Mientras conducía, no podía dejar de notar que Eva la observaba en silencio, como si estuviera analizando su expresión.
Rafaela había decidido una vez más que no diría nada, a menos que le preguntaran algo.
—¿Viste a Ethan hoy? —por fin preguntó Eva.

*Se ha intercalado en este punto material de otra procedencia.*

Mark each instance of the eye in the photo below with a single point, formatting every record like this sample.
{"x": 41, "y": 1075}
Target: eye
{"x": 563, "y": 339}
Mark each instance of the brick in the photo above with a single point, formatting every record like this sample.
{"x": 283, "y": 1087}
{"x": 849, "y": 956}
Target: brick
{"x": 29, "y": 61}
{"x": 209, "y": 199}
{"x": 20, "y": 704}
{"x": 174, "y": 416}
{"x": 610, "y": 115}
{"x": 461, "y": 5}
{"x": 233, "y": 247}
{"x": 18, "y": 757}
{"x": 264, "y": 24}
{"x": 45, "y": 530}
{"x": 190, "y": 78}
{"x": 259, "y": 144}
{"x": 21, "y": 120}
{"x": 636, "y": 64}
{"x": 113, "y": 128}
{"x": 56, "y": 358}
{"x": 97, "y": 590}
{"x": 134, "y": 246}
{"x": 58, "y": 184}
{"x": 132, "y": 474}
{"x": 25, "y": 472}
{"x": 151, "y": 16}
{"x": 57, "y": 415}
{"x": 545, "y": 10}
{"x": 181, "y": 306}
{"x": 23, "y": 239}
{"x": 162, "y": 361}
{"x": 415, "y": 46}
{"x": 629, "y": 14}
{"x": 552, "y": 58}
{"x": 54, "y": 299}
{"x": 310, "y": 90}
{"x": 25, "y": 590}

—Sí, lo vi en la empresa cuando fui a buscar las llaves del coche —respondió.
—Él me dijo que te quejaste de mí ayer por la tarde —empezó. —Pensé que ya habíamos resuelto nuestro malentendido cuando nos despedimos ayer. ¿Cuál es el motivo para haberte quejado con él?—la cuestionó.
—Solo pensé que debía ponerlo al tanto de lo que pasó —explicó.
—No estás facilitando las cosas, ¿verdad?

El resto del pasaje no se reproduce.